Over the course of working on Snowl, I’ve established a set of principles to guide its development. They’re aspirational, but they have many practical ramifications. And while the current implementation doesn’t embody them yet by a long shot, I expect it conform more and more closely to them over time.
The principles are:
- feeds are a transport format, not a feature;
- people and conversations are first-class objects;
- one app can satisfy a broad range of users;
- searching is better than pre-categorization;
- browser features are useful for messaging;
- a messaging app is a platform.
feeds are a transport format, not a feature
Feeds are currently presented in many application interfaces (including Firefox’s) as a user-facing feature of the web. But feeds are data formats defining generic mechanisms for syndicating content. They’re designed to be machine-readable, not human-consumable, and interfaces that expose them directly are often too technical, like the way websites publish both RSS and Atom feeds and Firefox asks users to pick between them (as aptly
described by Atul Varma).
Treating feeds as a transport format means that rather than exposing them directly, Snowl should use them internally to give users a way to do the things they want to do, like find out when a website changes or keep up with what their friends are doing on the web.
So when a website provides RSS and Atom feeds of the same content, Snowl should pick a format instead of asking the user to do so. And when a website provides comment feeds, Snowl shouldn’t expose those feeds to users, it should just show the conversations embodied in them to the users following that site.
The same is true for feeds provided by social network APIs. For example, the
Last.fm API exposes the listening habits of its users’ friends as individual feeds, but Snowl shouldn’t make users manage individual feed subscriptions when they’re really just interested in what their friends are listening to. Instead, it should present those individual feeds as
Last.fm friend updates, separating them by friend–not feed–where appropriate.
people and conversations are first-class objects
There’s no unique identifier for people on the internet. We each have an ever growing number of email addresses, usernames, and nicks on various websites, social networks, and messaging services. But we think of each person’s various identifiers as representing the same being, and so should Snowl, so its users never have to figure out how they received a message (email, blog post, tweet, etc.) when looking for one from a particular person.
Also, context is crucial in conversations, and it’s rarely obvious which message contains a particular portion of an extended conversation, so Snowl should let users interact with conversations rather than just their constituent messages, searching and browsing them as easily as they search and browse individual messages, and displaying messages in context.
one app can satisfy a broad range of users
Most users don’t want to configure their experience, they just want things to work.
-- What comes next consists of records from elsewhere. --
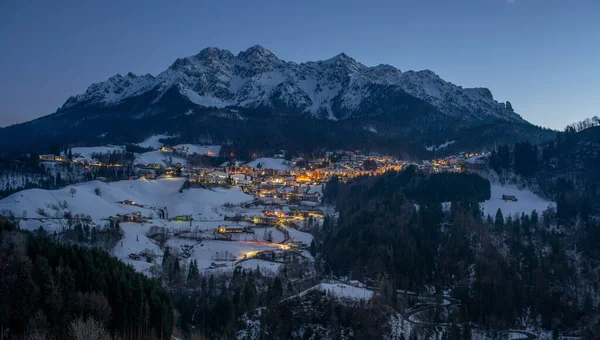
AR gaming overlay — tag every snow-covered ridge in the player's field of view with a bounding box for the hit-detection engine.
[61,45,521,120]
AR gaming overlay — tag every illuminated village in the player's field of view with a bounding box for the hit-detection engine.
[30,144,487,272]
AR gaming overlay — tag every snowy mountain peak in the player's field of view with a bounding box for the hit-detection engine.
[61,45,522,121]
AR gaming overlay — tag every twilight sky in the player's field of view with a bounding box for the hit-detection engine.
[0,0,600,129]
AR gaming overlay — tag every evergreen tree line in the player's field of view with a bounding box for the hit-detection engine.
[0,221,174,339]
[320,169,600,335]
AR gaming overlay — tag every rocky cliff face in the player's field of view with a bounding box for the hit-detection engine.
[61,46,522,122]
And Snowl shouldn’t force them to make unnecessary decisions. In fact, Snowl should need no preferences, because it always knows exactly what its users want.
Realistically, that’s not possible, but the closer we can get, the better (while not trying to be too smart in ways that frustrate users). For example, a number of feed readers let users specify how often to update each feed. But this is information that it’s possible to derive based on how often a feed is updated. There’s no reason for Snowl to expose this question to users who shouldn’t need to answer it.
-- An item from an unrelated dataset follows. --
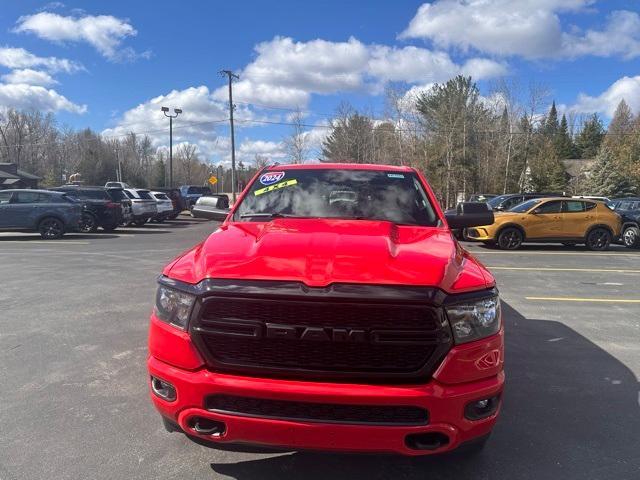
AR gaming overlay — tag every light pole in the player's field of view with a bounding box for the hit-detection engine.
[161,107,182,188]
Some users, however, do want to configure their experience. Others have unusual needs. And some have great ideas about how to create better experiences.
Firefox has shown that it’s possible to build an application that satisfies all these users, and Snowl should follow in its pawsteps, using hidden preferences, subtle affordances, extensibility APIs, and other techniques to make it possible for those users to customize and modify Snowl to their hearts’ content, while keeping the interface simple for everyone else.
searching is better than pre-categorization
Traditional messaging interfaces use pre-categorization to help you find messages. But the evolution of web search engines has shown that it’s faster and simpler in many cases to simply search for what you want. Snowl should make it trivial to find any message quickly by searching for its content or metadata.
browser features are useful for messaging
Web browsers have developed a variety of features over the last dozenish years to make it easier for users to browse, find, save, and recall the web pages they visit. Snowl should take advantage of all these innovations to make accessing messages better, utilizing features like tabs for opening multiple messages, bookmarks to flag them for later reference, tagging for categorization, and the awesomebar for searching them.
a messaging app is a platform
Snowl was never intended to be just a feed and tweet reader. Feeds and Twitter are just two popular services with open APIs whose disparate kinds of messaging were good testbeds for early architectural and user experience decisions. Communication over the internet is evolving rapidly, and messaging apps have to evolve alongside it.
The best way to do that is to make Snowl a platform that others can extend to new messaging services and user experiences.
So Snowl comprises a datastore of subscriptions, messages, and people; a set of APIs for retrieving, storing, and sending messages; and a variety of interfaces for accessing them. And it should employ a flexible schema (like CouchDB‘s) to make it trivial to extend its data model; expose an API that makes it easy to add support for new messaging services; and provide useful primitives for building innovative new ways of looking at messages.